Adults Need 2.4 Micrograms of B12 Daily
On an average, an adult needs 2.4 micrograms of this crucial vitamin per day. And like most vitamins, B12 needs to come from food or supplements since our bodies can’t make it. You can get vitamin B12 from clams, beef liver, milk, eggs, meat, fish, and poultry. If you are already deficient and facing health problems, your doctor may suggest supplements to get back on track.
An estimated 1.5–15% of the population suffers from vitamin B12 deficiency. This includes people with Crohn’s disease, pernicious anemia, or celiac disease, as they often have difficulty in absorbing this vitamin from food. Older people who don’t have sufficient hydrochloric (stomach) acid can also face problems processing the vitamin.

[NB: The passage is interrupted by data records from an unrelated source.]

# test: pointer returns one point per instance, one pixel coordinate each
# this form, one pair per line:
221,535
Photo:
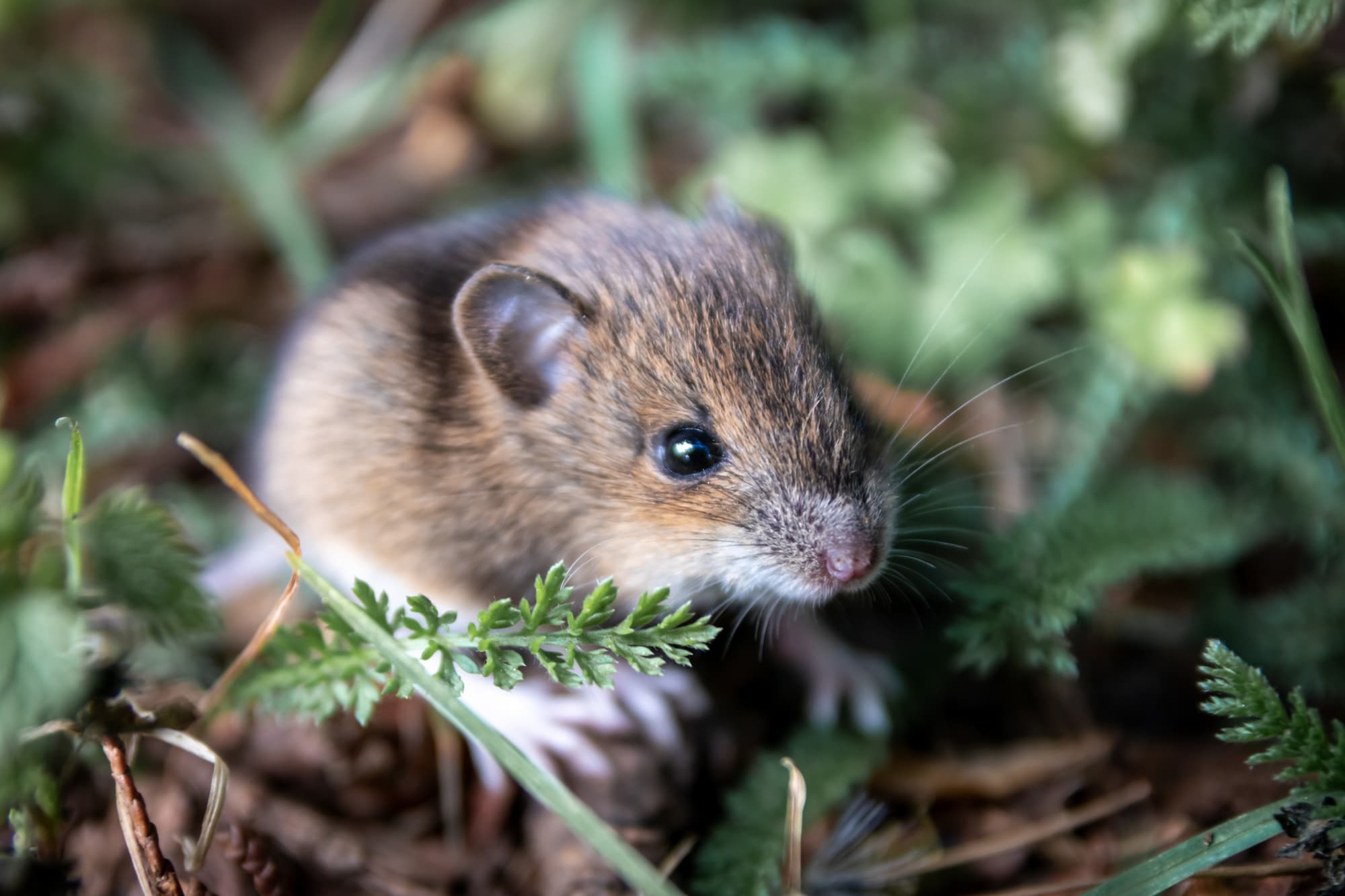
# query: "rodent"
637,393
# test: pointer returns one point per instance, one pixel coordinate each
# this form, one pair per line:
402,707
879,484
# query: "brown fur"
385,439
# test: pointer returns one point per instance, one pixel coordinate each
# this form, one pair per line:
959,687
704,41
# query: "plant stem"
549,791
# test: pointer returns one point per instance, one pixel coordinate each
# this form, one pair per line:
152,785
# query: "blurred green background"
973,189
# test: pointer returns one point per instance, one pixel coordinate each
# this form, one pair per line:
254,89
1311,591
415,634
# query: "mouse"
580,378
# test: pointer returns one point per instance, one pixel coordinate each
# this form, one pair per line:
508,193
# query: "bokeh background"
1040,192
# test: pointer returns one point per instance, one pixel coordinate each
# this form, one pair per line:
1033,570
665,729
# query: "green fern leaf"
1316,758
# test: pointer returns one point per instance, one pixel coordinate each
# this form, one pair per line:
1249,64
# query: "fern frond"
1051,569
1245,25
314,670
1315,756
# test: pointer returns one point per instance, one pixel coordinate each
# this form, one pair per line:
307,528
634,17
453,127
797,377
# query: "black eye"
689,451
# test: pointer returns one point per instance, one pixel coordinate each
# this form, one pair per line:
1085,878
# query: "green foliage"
1284,278
141,561
315,671
375,628
743,854
1245,25
1316,755
1051,568
124,551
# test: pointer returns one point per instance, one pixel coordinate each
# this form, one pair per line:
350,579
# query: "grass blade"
603,100
325,40
72,502
1196,854
1284,279
258,166
549,791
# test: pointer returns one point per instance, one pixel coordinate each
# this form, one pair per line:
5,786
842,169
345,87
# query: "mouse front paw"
840,674
556,727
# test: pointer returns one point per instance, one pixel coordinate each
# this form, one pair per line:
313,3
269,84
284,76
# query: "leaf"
1245,25
502,665
1195,854
1152,303
141,560
598,666
1289,292
42,676
648,608
552,602
743,853
597,608
72,502
549,791
1239,690
259,169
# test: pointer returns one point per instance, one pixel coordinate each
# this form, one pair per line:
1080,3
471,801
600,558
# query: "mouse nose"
849,557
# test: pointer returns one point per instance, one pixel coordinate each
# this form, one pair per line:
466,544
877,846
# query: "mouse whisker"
934,326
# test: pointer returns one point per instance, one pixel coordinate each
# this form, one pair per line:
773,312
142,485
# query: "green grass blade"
255,162
72,502
1196,854
325,40
1284,279
549,791
603,99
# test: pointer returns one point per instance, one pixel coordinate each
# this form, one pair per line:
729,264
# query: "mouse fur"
474,400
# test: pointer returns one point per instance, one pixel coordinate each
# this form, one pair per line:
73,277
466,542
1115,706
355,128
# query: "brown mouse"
638,395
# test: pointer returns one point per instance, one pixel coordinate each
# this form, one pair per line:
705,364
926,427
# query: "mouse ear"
517,323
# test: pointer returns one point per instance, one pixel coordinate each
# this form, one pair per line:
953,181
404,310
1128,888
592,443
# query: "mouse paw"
837,674
553,727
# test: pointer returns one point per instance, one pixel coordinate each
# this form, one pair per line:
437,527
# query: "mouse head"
676,378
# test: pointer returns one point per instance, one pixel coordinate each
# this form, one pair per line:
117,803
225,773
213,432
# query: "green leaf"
502,665
259,169
602,63
1195,854
44,674
1284,279
597,608
1245,25
141,560
646,611
549,791
597,666
1239,690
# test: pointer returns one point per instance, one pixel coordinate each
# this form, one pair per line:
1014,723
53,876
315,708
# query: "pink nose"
849,559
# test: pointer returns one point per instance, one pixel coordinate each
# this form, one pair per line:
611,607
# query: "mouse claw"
555,727
552,729
843,676
658,701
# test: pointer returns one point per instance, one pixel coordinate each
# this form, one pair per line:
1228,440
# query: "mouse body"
615,386
638,395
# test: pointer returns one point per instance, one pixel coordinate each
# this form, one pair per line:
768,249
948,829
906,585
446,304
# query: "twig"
221,467
154,870
676,856
1249,870
1022,836
251,850
792,876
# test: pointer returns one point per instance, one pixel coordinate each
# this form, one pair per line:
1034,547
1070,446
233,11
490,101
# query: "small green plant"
743,854
315,670
1247,24
1316,760
1315,752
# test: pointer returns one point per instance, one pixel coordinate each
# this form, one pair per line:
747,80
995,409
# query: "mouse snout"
849,556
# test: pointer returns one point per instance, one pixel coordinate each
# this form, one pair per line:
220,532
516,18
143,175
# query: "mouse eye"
688,451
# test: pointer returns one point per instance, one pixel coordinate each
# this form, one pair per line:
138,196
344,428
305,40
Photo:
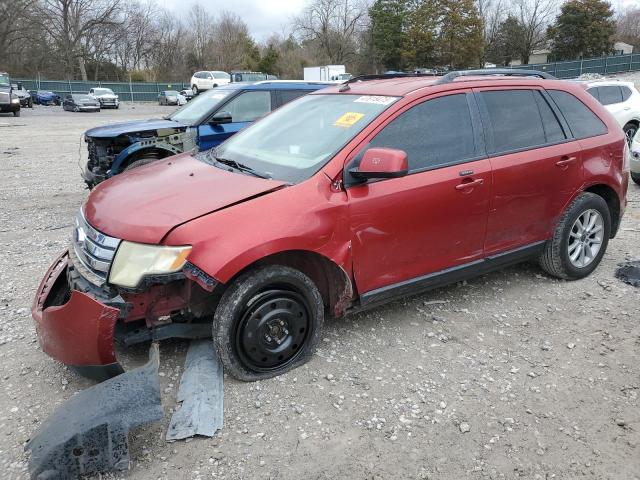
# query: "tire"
555,259
630,130
139,163
286,311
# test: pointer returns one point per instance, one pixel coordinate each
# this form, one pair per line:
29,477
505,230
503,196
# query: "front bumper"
73,327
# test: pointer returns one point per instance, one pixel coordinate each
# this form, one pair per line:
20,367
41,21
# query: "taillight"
626,162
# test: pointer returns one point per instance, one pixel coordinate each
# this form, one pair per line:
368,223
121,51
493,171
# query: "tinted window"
288,95
552,129
515,120
436,132
582,121
610,95
249,106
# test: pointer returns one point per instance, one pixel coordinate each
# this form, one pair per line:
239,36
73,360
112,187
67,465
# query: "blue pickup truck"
205,122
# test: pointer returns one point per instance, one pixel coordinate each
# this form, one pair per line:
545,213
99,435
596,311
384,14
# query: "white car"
207,80
622,99
105,96
635,159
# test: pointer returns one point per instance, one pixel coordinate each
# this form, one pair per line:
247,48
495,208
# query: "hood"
115,129
144,204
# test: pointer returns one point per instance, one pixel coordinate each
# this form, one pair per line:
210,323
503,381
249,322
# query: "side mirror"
220,118
381,163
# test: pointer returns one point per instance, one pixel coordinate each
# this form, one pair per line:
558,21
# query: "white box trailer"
325,73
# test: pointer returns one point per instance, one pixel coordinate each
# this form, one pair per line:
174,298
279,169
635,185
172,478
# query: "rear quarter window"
582,121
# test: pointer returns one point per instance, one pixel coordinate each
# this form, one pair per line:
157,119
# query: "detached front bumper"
73,327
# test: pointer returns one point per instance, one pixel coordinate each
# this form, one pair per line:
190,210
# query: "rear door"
245,108
535,163
435,217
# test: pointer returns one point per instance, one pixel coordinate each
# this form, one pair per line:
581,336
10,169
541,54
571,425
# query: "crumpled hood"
144,204
115,129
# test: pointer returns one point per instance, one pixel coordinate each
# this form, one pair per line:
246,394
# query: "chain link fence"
126,91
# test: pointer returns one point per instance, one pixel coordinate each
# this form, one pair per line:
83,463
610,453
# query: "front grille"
94,250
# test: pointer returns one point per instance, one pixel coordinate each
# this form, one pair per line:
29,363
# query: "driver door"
432,222
244,108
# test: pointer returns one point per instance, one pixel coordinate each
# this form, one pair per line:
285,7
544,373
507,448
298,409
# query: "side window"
553,131
582,121
287,96
249,106
515,119
610,95
434,133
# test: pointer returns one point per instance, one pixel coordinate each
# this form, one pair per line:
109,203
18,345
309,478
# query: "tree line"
139,40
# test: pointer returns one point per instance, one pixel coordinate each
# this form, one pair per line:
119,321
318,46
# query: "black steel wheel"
268,322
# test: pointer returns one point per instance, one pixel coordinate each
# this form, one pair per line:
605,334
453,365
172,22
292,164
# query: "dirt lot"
544,374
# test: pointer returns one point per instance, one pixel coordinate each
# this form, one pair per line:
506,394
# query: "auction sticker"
377,99
348,120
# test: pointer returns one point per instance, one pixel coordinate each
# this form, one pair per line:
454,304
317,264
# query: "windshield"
295,141
193,112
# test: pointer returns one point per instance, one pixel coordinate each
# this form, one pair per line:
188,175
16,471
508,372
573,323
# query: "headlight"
134,261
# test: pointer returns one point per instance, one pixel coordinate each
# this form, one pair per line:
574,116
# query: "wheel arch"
333,282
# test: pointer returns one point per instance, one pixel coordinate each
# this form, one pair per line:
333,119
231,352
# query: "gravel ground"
510,375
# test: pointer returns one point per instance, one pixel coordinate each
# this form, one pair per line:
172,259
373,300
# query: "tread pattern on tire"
550,259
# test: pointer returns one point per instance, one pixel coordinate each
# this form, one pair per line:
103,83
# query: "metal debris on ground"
629,272
201,393
88,434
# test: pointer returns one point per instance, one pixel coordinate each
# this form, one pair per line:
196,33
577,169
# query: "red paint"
379,233
78,333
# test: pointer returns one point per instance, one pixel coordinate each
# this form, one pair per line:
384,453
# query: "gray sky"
262,16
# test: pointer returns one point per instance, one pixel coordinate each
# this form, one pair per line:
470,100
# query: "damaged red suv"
339,201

Vegans and vegetarians are also at risk of a deficiency since plant-based foods do not contain sufficient amounts of vitamin B12. Here’s a list of vegan sources of vitamin B12. People on antacids or proton pump inhibitors also suffer from B12 deficiency due to suppressed stomach acid.

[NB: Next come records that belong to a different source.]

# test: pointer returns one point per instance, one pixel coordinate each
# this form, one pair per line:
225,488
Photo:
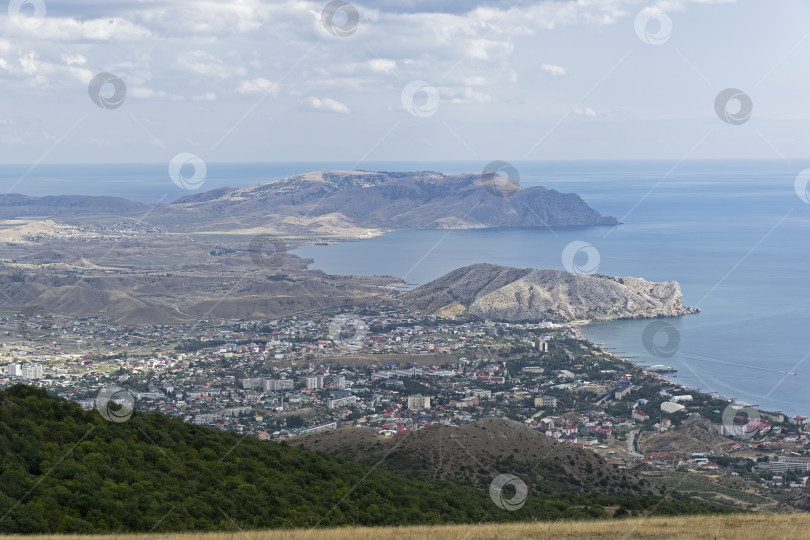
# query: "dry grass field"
741,527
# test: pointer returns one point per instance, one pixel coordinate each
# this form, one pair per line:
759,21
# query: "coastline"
576,330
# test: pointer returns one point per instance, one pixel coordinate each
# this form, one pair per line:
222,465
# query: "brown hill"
474,454
383,201
517,294
696,434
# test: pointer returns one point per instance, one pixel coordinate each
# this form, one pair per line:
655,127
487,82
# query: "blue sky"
266,81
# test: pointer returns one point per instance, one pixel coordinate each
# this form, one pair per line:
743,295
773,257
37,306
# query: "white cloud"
325,104
382,65
256,86
204,63
587,111
66,29
553,70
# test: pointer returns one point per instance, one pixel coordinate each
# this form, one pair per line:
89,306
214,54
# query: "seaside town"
398,371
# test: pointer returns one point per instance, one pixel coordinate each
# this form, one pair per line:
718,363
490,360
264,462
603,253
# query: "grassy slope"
738,527
70,471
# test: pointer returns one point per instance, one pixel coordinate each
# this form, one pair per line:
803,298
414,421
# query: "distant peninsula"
358,203
511,294
332,205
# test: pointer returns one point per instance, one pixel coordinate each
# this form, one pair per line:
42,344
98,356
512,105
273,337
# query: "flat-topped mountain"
336,202
519,294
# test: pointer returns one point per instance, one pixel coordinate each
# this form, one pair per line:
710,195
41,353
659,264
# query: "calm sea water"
733,234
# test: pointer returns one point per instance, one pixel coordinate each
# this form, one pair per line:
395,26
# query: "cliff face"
519,294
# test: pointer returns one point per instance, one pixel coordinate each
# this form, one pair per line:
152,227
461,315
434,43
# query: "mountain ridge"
517,294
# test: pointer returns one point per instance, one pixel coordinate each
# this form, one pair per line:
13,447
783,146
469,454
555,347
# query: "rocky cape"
524,294
334,203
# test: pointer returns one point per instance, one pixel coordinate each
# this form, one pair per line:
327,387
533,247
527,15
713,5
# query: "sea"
734,234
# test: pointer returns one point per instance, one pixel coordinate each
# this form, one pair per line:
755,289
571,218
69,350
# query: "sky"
136,81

Vitamin B12 Deficiency Can Affect Both Sexual And Mental Health
A deficiency in vitamin B12 can have a wide range of consequences. Along with fertility and sexual problems, you may experience weakness, tiredness, constipation, megaloblastic anemia, problems with balance, dementia, confusion, depression, poor memory, sore mouth or tongue, loss of appetite, or weight loss. It can even damage the nervous system.
Vitamin B12 Overdose May Raise Risk Of Colorectal And Lung Cancer
But while you need vitamin B12 to stay healthy, excessive intake can actually be harmful. Some studies have found that increasing the intake of vitamin B12 upped the risk of colorectal cancer in men.
Another recent study found that taking vitamin B6 and B12 supplements for a long time significantly raises the risk of lung cancer in men, particularly smokers. Researchers speculate that these otherwise protective vitamins might be feeding tumors and causing them to grow faster.11 12 However, it’s unclear whether B12 derived from whole foods rather than supplements would produce a similar effect.
To improve fertility, increase your B12 intake. However, make sure you consult your doctor before opting for supplements as excessive intake may cause more harm than good.